The Small Business Profiles present selected revenue, expense, profit and balance sheet items as well as financial ratios on small business in Canada.
Data release – December 6, 2012
The Small Business Profiles present selected revenue, expense, profit and balance sheet items as well as financial ratios on small business in Canada. These profiles comprise Industry Canada's SME Benchmarking Tool, available on the Internet at
The target population consists of small businesses which are defined as those having annual revenue between $30,000 and $5,000,000. The information is presented by industry using the North American Industrial Classification System (NAICS) to the 6 digit level.
This survey is a census with a cross-sectional design.
This component of the population is defined as all unincorporated businesses on the T1 return file for reference year 2010 such that their annual revenues are between $30,000 and $5 million inclusive, and complete geographical and industrial classifications are available. For reference year 2010, a total of 871,340 units are included.
This component of the population is defined as all incorporated businesses on the T2 Balance Sheet and T2 Income Statement tables maintained by Tax Data Division of Statistics Canada. Therefore a complete census of GIFI schedules for small businesses within the T2 statistical universe file (961,808 businesses) is available, all with complete geographical and industrial classifications.
Data are available on a census basis for both portions of the population.
Data are extracted from administrative files.
The profiles are produced using information extracted from tax returns submitted to the Canada Revenue Agency (CRA) for the corresponding tax year. Tax Data Division of Statistics Canada maintains files that provide income and expenses from self-employment for unincorporated businesses as well as GIFI schedules (Balance Sheets and Income Statements) for incorporated businesses.
Once the data are collected and captured by CRA, they are sent to Statistics Canada where a team of subject matter specialists in tax data processing run edit programs which identify errors, inconsistencies and extreme values. Data that fail to meet predetermined criteria are referred to analysts for the appropriate action. At this stage of corporate processing, all industries are handled in a similar fashion. A second set of edits is also applied to the data after capture to ensure that basic inconsistencies, such as sub-totals not adding to totals, do not appear.
Imputation is the process whereby records with missing data (recipient records) have values assigned based on the data of records with more complete data (donor records).
Imputation of data on unincorporated businesses (T1)
Imputation is done using the "nearest neighbour" method - using matching variables, the donor record determined via appropriate statistical methods to be most like the recipient record is identified and the information from this donor record is trended to the current year level and used. The Matching variables include industry, total revenue and total expenses. Imputation is used in two cases - when a data point reported by a business is judged to fall outside the limits of statistically coherent values or when a business fails to itemize all or part of the information.
Imputation of data on incorporated businesses (T2)
The most common method used to impute missing data from businesses is historical imputation. When possible, data on the Goods and Services Tax (GST) are used. If a business has to be imputed historically and its income for the reference year and the previous year are available in the GST file, a trend is calculated for each record and is applied to the data on the previous year's income. As for expenses, the imputation method used is the expense/income ratio.
After edit and imputation have been completed, since the T1 and T2 data are available on a census basis, no weighting is necessary. Estimation methods are used to calculate the values for each financial variable in each industry, area and revenue grouping combination. Estimates deemed of unacceptable quality, or which violate confidentiality rules, are identified and removed.
The half and quartile boundaries are calculated for each business type by industry and by area. The businesses are ranked from lowest to highest operating revenue. The half boundary will be the total revenue value from the record that lies exactly on the mid-point (0.50). The quartile boundaries will be the total revenue values from the records which lie on the 0.25, 0.50 and 0.75 points. Average data for the expense, balance sheet and other variables are then calculated using only those businesses allocated to each half or quartile group.

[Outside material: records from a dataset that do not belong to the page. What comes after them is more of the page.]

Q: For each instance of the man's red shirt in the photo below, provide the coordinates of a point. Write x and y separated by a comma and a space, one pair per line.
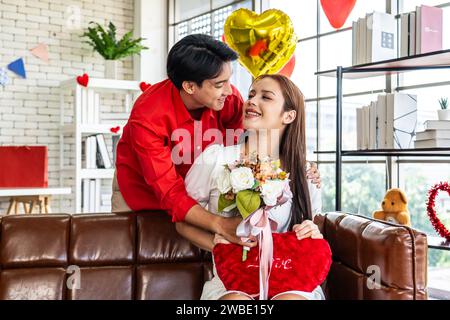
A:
147, 176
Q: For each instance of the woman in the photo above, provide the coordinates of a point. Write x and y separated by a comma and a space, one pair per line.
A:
274, 105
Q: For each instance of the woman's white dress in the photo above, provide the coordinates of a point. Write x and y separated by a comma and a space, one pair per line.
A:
201, 185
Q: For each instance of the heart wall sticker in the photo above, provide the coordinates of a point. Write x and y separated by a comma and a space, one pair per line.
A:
337, 11
297, 265
265, 42
83, 80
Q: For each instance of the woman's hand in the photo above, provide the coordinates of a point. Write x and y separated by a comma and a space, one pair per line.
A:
307, 229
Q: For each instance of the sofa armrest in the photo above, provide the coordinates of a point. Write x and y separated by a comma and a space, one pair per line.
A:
373, 259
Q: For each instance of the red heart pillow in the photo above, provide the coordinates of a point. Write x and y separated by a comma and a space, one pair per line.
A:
297, 265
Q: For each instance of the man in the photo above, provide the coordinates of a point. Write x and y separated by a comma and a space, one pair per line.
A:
197, 97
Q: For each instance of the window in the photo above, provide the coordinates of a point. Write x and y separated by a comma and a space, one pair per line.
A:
207, 17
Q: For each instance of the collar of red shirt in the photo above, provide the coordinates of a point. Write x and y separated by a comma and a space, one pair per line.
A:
181, 111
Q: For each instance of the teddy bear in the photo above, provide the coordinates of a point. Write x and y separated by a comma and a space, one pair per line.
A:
395, 208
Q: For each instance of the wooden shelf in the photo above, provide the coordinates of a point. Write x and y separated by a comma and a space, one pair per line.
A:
431, 60
424, 152
97, 173
92, 128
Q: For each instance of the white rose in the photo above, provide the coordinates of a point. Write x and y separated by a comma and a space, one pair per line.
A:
223, 181
271, 191
242, 179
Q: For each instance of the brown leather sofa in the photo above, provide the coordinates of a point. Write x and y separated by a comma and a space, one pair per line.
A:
141, 256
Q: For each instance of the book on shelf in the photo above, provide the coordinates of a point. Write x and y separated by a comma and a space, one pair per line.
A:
401, 120
85, 195
374, 38
381, 121
387, 123
437, 125
90, 106
92, 184
404, 35
91, 152
432, 143
115, 141
354, 41
366, 126
373, 126
412, 34
102, 153
359, 128
97, 195
433, 134
381, 37
429, 22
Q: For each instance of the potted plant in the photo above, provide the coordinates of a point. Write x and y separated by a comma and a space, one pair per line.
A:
105, 43
444, 113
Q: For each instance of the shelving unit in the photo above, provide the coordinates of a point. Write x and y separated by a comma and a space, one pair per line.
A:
427, 61
75, 125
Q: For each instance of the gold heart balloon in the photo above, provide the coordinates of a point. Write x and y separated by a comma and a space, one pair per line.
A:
265, 42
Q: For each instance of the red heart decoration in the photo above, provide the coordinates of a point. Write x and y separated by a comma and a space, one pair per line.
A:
297, 265
144, 86
83, 80
437, 224
115, 129
288, 68
337, 11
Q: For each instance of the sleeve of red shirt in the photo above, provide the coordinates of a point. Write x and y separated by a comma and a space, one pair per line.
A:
159, 171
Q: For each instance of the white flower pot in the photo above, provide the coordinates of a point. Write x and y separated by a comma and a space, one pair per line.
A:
444, 114
111, 69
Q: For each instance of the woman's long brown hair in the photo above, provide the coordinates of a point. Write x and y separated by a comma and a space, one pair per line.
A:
293, 149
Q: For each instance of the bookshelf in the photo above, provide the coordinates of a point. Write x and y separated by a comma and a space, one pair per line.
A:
432, 60
85, 112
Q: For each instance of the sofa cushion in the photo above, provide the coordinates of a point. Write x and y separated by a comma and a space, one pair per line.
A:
34, 241
102, 240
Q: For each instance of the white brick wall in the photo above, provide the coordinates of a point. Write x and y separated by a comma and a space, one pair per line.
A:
29, 108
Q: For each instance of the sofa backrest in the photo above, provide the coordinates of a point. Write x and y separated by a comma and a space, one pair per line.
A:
119, 256
374, 260
141, 256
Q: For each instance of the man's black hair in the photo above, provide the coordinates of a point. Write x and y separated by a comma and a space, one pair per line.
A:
197, 58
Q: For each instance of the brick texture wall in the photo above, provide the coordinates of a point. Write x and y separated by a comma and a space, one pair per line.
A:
29, 108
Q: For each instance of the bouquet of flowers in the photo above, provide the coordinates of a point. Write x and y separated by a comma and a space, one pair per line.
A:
251, 184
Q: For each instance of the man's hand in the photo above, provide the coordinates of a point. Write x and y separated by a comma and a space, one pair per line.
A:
307, 229
226, 227
313, 174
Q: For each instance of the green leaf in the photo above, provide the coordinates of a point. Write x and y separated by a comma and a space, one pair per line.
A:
247, 201
224, 203
105, 43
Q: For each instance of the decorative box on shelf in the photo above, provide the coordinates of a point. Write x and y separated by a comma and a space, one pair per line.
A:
91, 121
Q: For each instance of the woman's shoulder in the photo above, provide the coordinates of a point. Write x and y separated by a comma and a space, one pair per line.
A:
218, 154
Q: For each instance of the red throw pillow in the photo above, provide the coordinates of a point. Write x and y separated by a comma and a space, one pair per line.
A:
297, 265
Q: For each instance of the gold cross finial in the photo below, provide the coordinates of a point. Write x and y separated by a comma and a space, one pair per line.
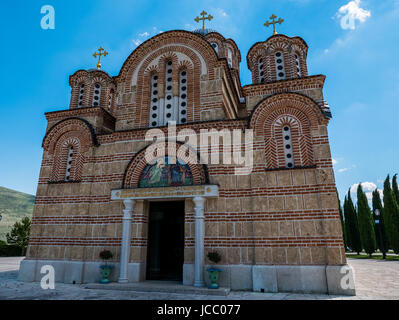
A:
203, 14
99, 54
273, 22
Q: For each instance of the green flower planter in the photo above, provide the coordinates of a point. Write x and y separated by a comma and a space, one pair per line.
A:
213, 277
105, 272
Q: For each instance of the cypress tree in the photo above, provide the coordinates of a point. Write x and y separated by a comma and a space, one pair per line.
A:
395, 188
391, 216
341, 214
352, 227
366, 222
377, 204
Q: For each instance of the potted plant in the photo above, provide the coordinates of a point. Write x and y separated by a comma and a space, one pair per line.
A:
105, 269
213, 272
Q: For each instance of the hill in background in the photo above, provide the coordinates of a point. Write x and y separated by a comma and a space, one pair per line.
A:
14, 206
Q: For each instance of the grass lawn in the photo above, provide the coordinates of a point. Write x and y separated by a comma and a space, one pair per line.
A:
374, 257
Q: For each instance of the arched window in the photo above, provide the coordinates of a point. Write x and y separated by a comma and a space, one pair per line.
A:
215, 46
183, 96
230, 57
155, 113
96, 95
81, 95
261, 73
170, 108
110, 99
298, 65
280, 70
288, 154
69, 164
170, 111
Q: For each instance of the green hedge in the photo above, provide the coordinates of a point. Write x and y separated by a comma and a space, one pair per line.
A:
10, 251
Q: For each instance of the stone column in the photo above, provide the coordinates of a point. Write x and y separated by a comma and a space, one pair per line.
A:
126, 232
199, 242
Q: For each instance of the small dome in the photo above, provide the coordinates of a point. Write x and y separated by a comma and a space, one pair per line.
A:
203, 32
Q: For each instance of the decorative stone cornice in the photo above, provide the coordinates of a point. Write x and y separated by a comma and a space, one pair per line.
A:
288, 85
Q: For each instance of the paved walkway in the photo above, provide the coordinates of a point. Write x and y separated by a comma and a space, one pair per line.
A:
374, 279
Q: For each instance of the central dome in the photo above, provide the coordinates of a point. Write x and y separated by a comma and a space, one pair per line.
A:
203, 32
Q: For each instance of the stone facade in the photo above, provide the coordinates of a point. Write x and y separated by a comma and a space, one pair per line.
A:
277, 229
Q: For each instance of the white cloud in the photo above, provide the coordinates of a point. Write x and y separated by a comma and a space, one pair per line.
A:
352, 12
137, 42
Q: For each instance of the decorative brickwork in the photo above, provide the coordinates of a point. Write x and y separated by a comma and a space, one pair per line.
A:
276, 215
266, 51
139, 162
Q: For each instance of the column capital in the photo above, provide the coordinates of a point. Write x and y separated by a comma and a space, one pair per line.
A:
199, 202
129, 206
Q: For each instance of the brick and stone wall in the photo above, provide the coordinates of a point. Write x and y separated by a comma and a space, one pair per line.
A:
274, 216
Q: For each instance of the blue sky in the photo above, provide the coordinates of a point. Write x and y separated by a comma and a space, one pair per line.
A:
360, 61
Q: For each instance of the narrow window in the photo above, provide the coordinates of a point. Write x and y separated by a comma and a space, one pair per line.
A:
215, 46
96, 95
289, 158
111, 97
155, 112
170, 111
69, 164
261, 73
183, 97
230, 57
81, 93
280, 70
298, 66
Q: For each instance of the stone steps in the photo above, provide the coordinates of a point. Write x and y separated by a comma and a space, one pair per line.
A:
158, 286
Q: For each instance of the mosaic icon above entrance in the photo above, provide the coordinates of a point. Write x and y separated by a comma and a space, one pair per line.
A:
165, 174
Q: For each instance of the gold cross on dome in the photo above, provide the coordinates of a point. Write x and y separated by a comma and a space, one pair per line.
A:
99, 54
273, 22
203, 14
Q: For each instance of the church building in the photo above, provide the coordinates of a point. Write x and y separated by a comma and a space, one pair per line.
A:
276, 227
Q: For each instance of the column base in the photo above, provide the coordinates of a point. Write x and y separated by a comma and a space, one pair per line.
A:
199, 284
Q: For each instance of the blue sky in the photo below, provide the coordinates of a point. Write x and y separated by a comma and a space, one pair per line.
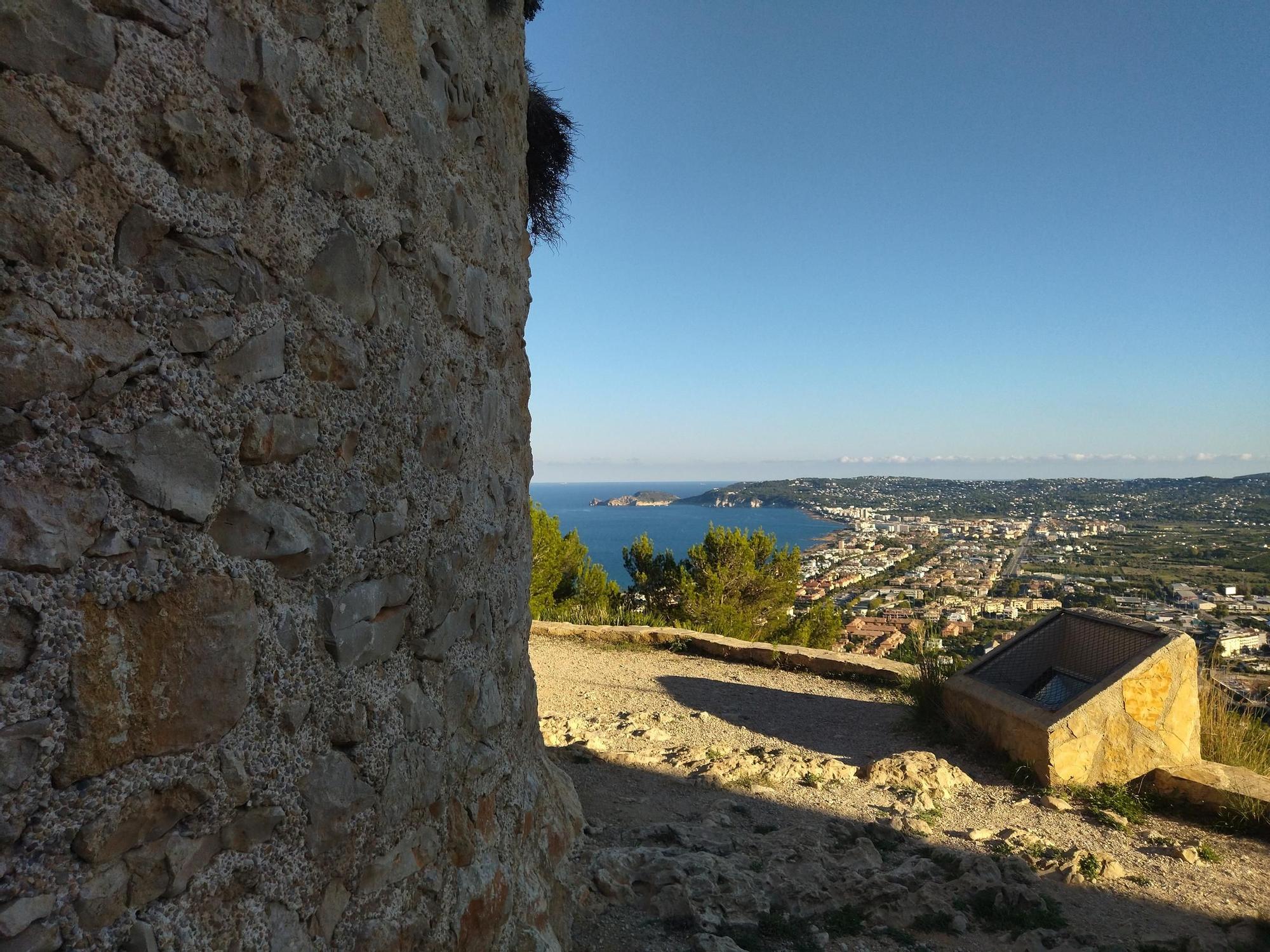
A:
933, 239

An historical trend analysis was carried out at aggregated industry and geographic levels to identify potential issues in the data. Due to definition and methodological changes over time, only extreme values or trends were verified in detail. Internal consistency checks were applied to derived totals and ratios.
Statistics Canada is prohibited by law from releasing any data which would divulge information obtained under the Statistics Act that relates to any identifiable person, business or organization without the prior knowledge or the consent in writing of that person, business or organization. Various confidentiality rules are applied to all data that are released or published to prevent the publication or disclosure of any information deemed confidential. If necessary, data are suppressed to prevent direct or residual disclosure of identifiable data.
Data suppressed due to confidentiality will appear as a lowercase x in the cell in a profile. The revenue ranges will also be a lowercase x in the cell.
The data accuracy activities are carried out by Statistics Canada's Tax Data Division using standard corporate procedures in developing the database that is used by the Statistics Canada Centre for Special Business Projects (CSBP) in creating the SME profiles database.
Quality Indicators are available to provide data users with information on the accuracy of the published estimates.